I’m currently a US citizen and have lived in US for the last 20 years. I understand that for golden visa I need to provide the fbi background check. So far so good.
But the first 20 years of my life I was born and lived in a different country. I no longer live there and have minimal ties to my birth country. Would I also need some sort of criminal background clearance from that country?
It would be logistically complicated (or likely impossible) for me to get this and don’t want to start paying the initial fees/investment if this would be a hard-stop issue.
Any other naturalized US citizens (or those who long time ago lived elsewhere) who applied for golden visa can shed light on if they needed background checks from that country long time ago?
This comes up quite a lot on these forums - do a search for ‘country of birth’ or similar, and you’ll find a few threads.
The broad consensus seems to be that:
(a) for the main applicant, country of current residence should be enough. Some people have suggested the law is vague, and it might be open to the SEF to ask for a birth-country police check, although I think this is a minority view
(b) for dependents, it’s supposed to be additionally any country where they’ve lived for more than a year. (It’s odd, but the text of the law differs. For main applicants it’s country of origin “or” country of residence; for dependents the word is “and”)

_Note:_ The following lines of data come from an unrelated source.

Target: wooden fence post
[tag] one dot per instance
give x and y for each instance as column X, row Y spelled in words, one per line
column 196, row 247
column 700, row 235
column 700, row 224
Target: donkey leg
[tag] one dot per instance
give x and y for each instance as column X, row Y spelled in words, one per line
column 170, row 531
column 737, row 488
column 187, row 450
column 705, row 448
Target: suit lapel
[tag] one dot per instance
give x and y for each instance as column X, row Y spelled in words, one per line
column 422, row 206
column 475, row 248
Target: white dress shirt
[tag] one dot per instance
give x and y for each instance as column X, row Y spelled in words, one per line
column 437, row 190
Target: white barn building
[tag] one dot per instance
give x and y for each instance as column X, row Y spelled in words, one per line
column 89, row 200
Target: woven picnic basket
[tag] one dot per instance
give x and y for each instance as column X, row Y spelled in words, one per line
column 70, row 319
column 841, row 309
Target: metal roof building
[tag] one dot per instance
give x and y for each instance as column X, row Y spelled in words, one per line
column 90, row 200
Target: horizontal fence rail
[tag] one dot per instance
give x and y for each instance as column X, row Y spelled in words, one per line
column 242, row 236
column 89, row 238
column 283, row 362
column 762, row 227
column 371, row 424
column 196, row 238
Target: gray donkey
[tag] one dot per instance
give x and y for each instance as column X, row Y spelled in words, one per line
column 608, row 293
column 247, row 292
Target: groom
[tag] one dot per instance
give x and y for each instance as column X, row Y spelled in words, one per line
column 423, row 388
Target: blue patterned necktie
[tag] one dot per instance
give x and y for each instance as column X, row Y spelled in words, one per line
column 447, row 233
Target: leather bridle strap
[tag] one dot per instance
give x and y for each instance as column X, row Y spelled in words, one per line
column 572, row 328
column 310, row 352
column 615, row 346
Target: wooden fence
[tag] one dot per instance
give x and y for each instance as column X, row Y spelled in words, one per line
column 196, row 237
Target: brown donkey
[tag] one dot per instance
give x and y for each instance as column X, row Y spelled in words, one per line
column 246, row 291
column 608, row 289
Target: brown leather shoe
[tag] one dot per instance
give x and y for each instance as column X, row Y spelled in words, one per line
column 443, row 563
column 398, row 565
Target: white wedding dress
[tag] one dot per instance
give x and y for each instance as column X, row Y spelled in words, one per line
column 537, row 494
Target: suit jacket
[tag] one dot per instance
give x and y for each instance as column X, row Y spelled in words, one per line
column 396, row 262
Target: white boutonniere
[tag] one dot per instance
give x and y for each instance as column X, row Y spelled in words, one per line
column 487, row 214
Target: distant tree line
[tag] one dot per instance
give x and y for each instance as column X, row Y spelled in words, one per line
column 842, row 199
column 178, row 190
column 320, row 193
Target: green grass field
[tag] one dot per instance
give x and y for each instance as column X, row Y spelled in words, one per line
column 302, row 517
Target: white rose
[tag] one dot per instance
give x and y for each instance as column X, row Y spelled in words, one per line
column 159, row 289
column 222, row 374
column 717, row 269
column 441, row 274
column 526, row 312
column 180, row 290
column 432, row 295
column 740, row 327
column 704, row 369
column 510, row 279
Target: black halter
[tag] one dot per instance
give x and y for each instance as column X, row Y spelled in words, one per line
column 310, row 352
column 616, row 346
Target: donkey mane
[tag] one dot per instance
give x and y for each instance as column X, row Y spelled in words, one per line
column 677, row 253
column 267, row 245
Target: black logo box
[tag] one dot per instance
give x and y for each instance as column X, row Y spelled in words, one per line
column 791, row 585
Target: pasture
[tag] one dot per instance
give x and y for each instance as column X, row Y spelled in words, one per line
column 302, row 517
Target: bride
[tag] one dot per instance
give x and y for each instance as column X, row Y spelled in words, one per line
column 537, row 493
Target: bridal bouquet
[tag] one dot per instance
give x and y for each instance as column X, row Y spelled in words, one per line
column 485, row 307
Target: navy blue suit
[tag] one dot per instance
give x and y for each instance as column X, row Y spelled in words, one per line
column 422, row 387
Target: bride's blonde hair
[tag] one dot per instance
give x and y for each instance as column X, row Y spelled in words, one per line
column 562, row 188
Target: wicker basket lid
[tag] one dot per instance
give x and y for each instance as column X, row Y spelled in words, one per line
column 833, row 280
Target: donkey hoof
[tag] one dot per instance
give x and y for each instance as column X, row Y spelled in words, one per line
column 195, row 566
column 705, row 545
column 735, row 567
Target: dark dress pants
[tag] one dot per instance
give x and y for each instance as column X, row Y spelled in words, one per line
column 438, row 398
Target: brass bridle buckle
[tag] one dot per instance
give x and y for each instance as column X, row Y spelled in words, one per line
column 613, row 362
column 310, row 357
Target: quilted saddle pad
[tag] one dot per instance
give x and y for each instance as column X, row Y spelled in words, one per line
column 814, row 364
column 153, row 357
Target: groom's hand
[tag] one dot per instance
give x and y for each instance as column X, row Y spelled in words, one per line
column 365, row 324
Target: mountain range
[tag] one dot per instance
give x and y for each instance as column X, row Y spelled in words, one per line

That said, this seems to be at the discretion of the SEF official dealing with your case, and the view may not be consistent through the application process. In my case, my wife (applying as dependent) is a dual national, and in our preliminary application we did not submit a police check for her place of birth, nor were we asked for it. Our lawyer suggested that since she had not lived in her country of birth for 20+ years, the SEF was unlikely to ask for it. When it came to biometrics, we did in fact supply that police check, as it was convenient to obtain it then.
So you may get through the entire process without needing a birth-country police check. Or you might be asked for it before final approval. The odds of being asked for it are much less if you are the main applicant.
You may also want to look up this thread - GV spouse document requirements which deals with the birth certificate and criminal background check and variations in interpretation. A search for the words “Certificado do registo criminal” in the forum is also useful.
For the GV application and renewals, you don’t need the criminal background check from your birth country if you live in the US----you only need the FBI report. However, you will apparently need it if you apply for PT citizenship.
Do we have any reports in nomadgate of naturalized citizens who had to get birth-country-background when they reached the citizenship stage? I checked the requirements on various Portugese embassy websites and they haven’t mentioned birth-country-background for citizenship (unless its through marriage which it isn’t for us). Admitedly I can’t find the actual legal text around it so maybe someone else knows.
My partner is naturalised British and applied for the GV as a British citizen. Nevertheless we had to get police certificates from his birth country Brazil at both the original application and the biometrics stages. My understanding is that when we apply for citizenship in around five years time he will need British + Brazilian + every other country he’s had legal residency for more than a year in. Citizenship has a stronger requirement than the GV application.
The good news about the Brazilian certificate is that the lawyers in Lisbon can generate it themselves online so it’s the most trivial document of the lot to get.
Good point. I’m the main applicant. If this distinction makes a difference to the requirement for police certificates from both countries of nationality / country of nationality + country of birth then it really makes no sense and seems like a bit of random rule making to demand a stricter condition on the trailing spouse. But may well be the case.
On a brighter note, he won’t have to take the language test in five years time which will terrorise me when we get to it.